How can the United States Library of Congress — one of the world’s largest repositories of information — bring its collections into the digital age?
It’s a question library leadership has been attempting to answer, and a collaboration between the Library of Congress and University of Nebraska–Lincoln scholars and students has laid a strong foundation for machine learning to play a role in future digital strategies.
In 2018, the Digital Strategy Division of the Library of Congress released a five-year digital strategy for the library, with a goal of maximizing the value of its collections for research. As part of that strategy, the library began seeking a collaboration to test machine learning across different materials, since the library’s collections are so varied.
The Aida digital libraries research lab, led by Husker researchers Elizabeth Lorang, associate professor in University Libraries, and Leen-Kiat Soh, professor of computer science and engineering, were awarded a research services contract following a call for proposals from the library.
Aida is centered on making cultural heritage materials that have been digitized more accessible through computational image analysis tools and machine learning. The team has received grant funding from the National Endowment for the Humanities and the Institute of Museum and Library Services, among others.
“We’re interested in some of these same questions that the Library of Congress was asking,” Lorang said. “What can we do with the material that’s being made available; and how do we find things? We’re also looking forward to how can we have an impact from the moment digital libraries are being developed so that we can maximize the process from the beginning all the way to the end.”
To complete the work for the library, Chulwoo Pack and Yi Liu, both doctoral students in computer science and engineering, spent six weeks in the Library of Congress in summer 2019, exploring and investigating various image-processing and machine-learning techniques on a variety of archival materials. From Lincoln, Lorang and Soh served as senior advisers for the project. The team continued its work for another six weeks during the fall semester and delivered preliminary results to the Library of Congress Nov. 6.
“We didn’t have any very straightforward requirements,” Pack said. “We worked with a supervisor who gave us new ways to think about things, and we generated a list of ideas of documents and metadata we could explore.”
Among the explorations of machine learning that Liu and Pack experimented with was enriching metadata by segmenting and cataloging types of visual components. For example, a newspaper page might have chunks of words along with a picture, cartoon and an advertisement. Pack and Liu experimented with ways computer programming could make those determinations and simultaneously add that data to the image’s digital file.
“Another project was on differentiation between handwritten material and printed, or typed material,” Liu said. “(In machine learning), this would tell if further processes would be needed for classification or segmentation, based on the type of content.”
Soh and Lorang said the completed research was illuminating for both the Nebraska and Library of Congress teams, and that the overall project was a success.

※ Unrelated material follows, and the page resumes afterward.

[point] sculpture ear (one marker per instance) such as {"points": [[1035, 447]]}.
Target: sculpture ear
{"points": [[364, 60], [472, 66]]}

“I think this really informed how the practice of machine learning could be incorporated into their processes,” Soh said. “Before, the thought of machine learning was a bit mysterious, but through this collaboration, there is now a tangible, viable approach. They’ve seen how it can work in a methodical way, and as a result, more informed about how to consider the factors and parameters involved in machine learning.”
“We’ve heard already from the leads at the Library of Congress how much this has informed and influenced their thinking about the role of machine learning,” Lorang said. “I think they were just blown away by the work from this summer.
“It’s pretty remarkable to think that our research team from the University of Nebraska is helping the Library of Congress, and we were the experts to help them consider machine learning and the overall strategy around it.”
The team will travel to the Library of Congress in January to present a full suite of deliverables, including code and documentation, curated data sets and a written report.